Die Anschläge vom Freitag in Paris seien "in Syrien erdacht und geplant, in Belgien organisiert und mit Hilfe der französischen Mitschuldigen ausgeführt worden", sagte der französische Präsident François Hollande (Archivfoto) vor der Nationalversammlung an diesem Montag.

Hollande erklärte auch, dass die internationale Gemeinschaft beim Konflikt in Syrien zu sehr verteilt sei und dass mehr Angriffe gegen IS -Stellungen in Syrien sowie mehr Unterstützung für die Gegener des IS nötig seien.

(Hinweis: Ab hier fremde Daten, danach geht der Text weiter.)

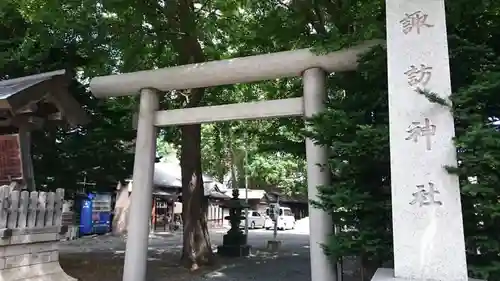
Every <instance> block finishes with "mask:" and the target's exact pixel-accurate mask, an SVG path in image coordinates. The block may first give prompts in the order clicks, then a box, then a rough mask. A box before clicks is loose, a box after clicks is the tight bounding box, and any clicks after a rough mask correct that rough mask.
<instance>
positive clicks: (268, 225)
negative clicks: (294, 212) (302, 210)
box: [264, 207, 295, 230]
mask: <svg viewBox="0 0 500 281" xmlns="http://www.w3.org/2000/svg"><path fill="white" fill-rule="evenodd" d="M266 215H268V216H269V215H270V214H269V208H267V209H266ZM277 221H278V229H279V230H286V229H294V228H295V216H294V215H293V213H292V209H290V208H288V207H280V210H279V216H278V219H277ZM264 224H265V227H266V229H271V228H274V222H273V221H272V220H271V219H268V220H266V222H265V223H264Z"/></svg>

"Die Anschläge sind eine Gewaltanwendung gegen unser Land, unsere Werte, unsere Jugend und unseren Lebensstil", so Hollande weiter. Der Präsident betonte auch, dass Frankreich das Land der Freiheit und der Menschenrechte sei und  weiterhin aufrecht stehen bleibe. "Unsere Demokratie hat viel schlimmere Feinde besiegt als diese schrecklichen Mörder."

Neues Video mit Drohung

Unterdessen ist eine neue Videobotschaft in den sozialen Medien aufgetaucht, in der die Terrororganisation Islamischer Staat (IS) damit droht, neue Anschläge zu verüben. 

Nicht nur Frankreich sei ein Ziel, sondern auch Länder, die gemeinsam mit Frankreich Luftangriffe gegen IS-Stellungen in Syrien und im Irak ausführten.